16th chancellor of the University of Mississippi
- In office June 15, 2009 – June 15, 2015
- Preceded by: Robert Khayat
- Succeeded by: Jeffrey Vitter

Personal details
- Born: March 19, 1949 (age 77) Morton, Mississippi, U.S.
- Spouse: Lydia Jones
- Children: 2 adult
- Alma mater: Mississippi College (Bachelor's degree); University of Mississippi Medical Center (Medical degree)
- Profession: Medical Doctor, University President
- Salary: $446,775/year (half comes from private funds)

= Daniel Jones (chancellor) =

Chancellor of the University of Mississippi

Daniel Wayne Jones (born March 19, 1949) served as the 16th chancellor of the University of Mississippi. He was appointed June 15, 2009, after Robert Khayat announced his retirement from the post on January 6, 2009.

Jones was formerly the vice chancellor for health affairs, the dean of the school of medicine and the Herbert G. Langford Professor of Medicine—all three at the University of Mississippi Medical Center. He was the national president of the American Heart Association for the 2007–2008 year.

==Education==
Born in Morton, Mississippi, Jones earned a bachelor's degree in chemistry from Mississippi College in 1971 and his M.D. from University of Mississippi Medical Center.

==Career==
Jones began in private practice in Laurel, Mississippi in 1978. He moved to Pusan, Korea in 1985 as a medical missionary, where he was the director of the community health department and hypertension clinic at the Wallace Memorial Baptist Hospital. He joined the faculty of the University of Mississippi Medical Center in 1992.

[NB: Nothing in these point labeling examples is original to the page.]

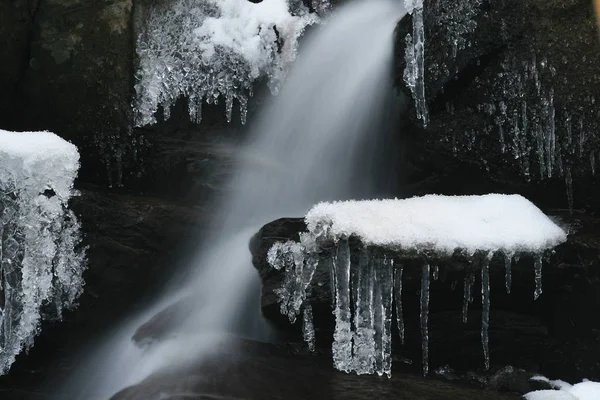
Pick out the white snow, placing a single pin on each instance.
(42, 157)
(586, 390)
(494, 222)
(209, 49)
(41, 264)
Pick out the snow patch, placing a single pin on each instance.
(41, 262)
(210, 49)
(367, 280)
(586, 390)
(494, 222)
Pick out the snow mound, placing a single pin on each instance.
(494, 222)
(207, 49)
(41, 260)
(586, 390)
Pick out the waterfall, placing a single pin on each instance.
(319, 139)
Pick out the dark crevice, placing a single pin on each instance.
(461, 80)
(33, 6)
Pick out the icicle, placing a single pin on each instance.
(538, 264)
(425, 317)
(485, 310)
(569, 185)
(468, 295)
(414, 73)
(308, 328)
(228, 106)
(342, 336)
(508, 271)
(398, 273)
(383, 326)
(364, 332)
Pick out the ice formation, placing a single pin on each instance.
(209, 50)
(414, 72)
(586, 390)
(367, 277)
(41, 260)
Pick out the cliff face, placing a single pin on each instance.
(511, 88)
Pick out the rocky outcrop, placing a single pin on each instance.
(511, 88)
(554, 335)
(255, 370)
(135, 244)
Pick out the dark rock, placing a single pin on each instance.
(519, 71)
(554, 335)
(135, 243)
(253, 370)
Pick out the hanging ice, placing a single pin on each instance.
(308, 327)
(468, 295)
(508, 271)
(425, 279)
(398, 272)
(209, 50)
(485, 308)
(366, 281)
(414, 72)
(41, 262)
(538, 264)
(342, 336)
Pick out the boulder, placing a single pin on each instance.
(553, 335)
(511, 88)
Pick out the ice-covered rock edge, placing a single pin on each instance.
(586, 390)
(365, 291)
(41, 257)
(211, 49)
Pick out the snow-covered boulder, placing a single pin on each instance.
(586, 390)
(367, 244)
(215, 50)
(41, 260)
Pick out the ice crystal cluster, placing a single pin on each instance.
(215, 50)
(414, 72)
(367, 280)
(41, 260)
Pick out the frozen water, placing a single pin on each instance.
(40, 260)
(586, 390)
(342, 336)
(210, 50)
(419, 227)
(398, 272)
(414, 72)
(508, 271)
(485, 309)
(425, 281)
(509, 223)
(468, 294)
(308, 327)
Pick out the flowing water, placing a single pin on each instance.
(320, 139)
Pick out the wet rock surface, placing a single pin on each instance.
(135, 243)
(554, 335)
(511, 88)
(262, 371)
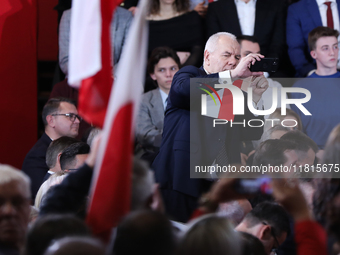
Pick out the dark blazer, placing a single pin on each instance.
(269, 28)
(35, 163)
(182, 145)
(302, 17)
(70, 195)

Jones, a designated specialist in clinical hypertension under the American Society of Hypertension, is certified by the American Board of Internal Medicine and a fellow of the American College of Physicians. He serves on the board of directors of Global Resource Services, which provides professional consultation to East Asian nations in the areas of advocacy, humanitarian aid, development and education.

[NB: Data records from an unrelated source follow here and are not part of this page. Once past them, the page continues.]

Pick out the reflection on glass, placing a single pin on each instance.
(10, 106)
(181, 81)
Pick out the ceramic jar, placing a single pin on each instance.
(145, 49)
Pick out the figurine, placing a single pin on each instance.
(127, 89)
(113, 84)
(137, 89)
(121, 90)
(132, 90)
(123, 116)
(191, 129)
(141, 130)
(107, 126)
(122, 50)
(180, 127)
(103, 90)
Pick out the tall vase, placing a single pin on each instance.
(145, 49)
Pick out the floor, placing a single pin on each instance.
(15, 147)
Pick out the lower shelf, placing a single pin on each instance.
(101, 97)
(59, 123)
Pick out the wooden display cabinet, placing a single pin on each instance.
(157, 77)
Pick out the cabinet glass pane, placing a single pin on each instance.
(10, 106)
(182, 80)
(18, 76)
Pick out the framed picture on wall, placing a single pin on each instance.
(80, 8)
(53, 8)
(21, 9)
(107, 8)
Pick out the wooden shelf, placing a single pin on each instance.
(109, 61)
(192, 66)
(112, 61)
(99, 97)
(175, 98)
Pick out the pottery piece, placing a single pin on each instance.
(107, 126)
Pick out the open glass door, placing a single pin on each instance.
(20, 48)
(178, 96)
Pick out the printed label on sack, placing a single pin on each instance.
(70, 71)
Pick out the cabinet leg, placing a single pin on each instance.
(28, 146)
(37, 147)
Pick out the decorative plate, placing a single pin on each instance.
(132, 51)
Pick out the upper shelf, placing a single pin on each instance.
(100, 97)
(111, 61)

Jones is the co-author of the book titled Hypertension Pearls, published in 2004.

===Chancellor of the University of Mississippi===
Jones was appointed chancellor of the University of Mississippi on July 1, 2009, after serving in several positions at the University of Mississippi Medical Center in Jackson, including CEO of the medical center for six years. His tenure as chancellor is marked by the highest enrollment to-date at the university, with over 23,000 students enrolled for the fall 2014 semester, and endowments over $100 million for three years running (2012-2014). Under his leadership, the university has worked to be more inclusive through the development of a vice-chancellor for diversity and inclusion, while Jones has publicly denounced hate speech on campus. His chancellorship is also marked by continued image changes to the university begun by his predecessor, Robert Khayat, including the appointment of a new mascot, banning of the playing of "From Dixie with Love" and a change in the official use of 'Ole Miss', now relegated to athletics.

==Personal life==
Jones was born in Morton, Mississippi, and grew up in Vicksburg, Mississippi.

Jones is married to Lydia and they have two adult children.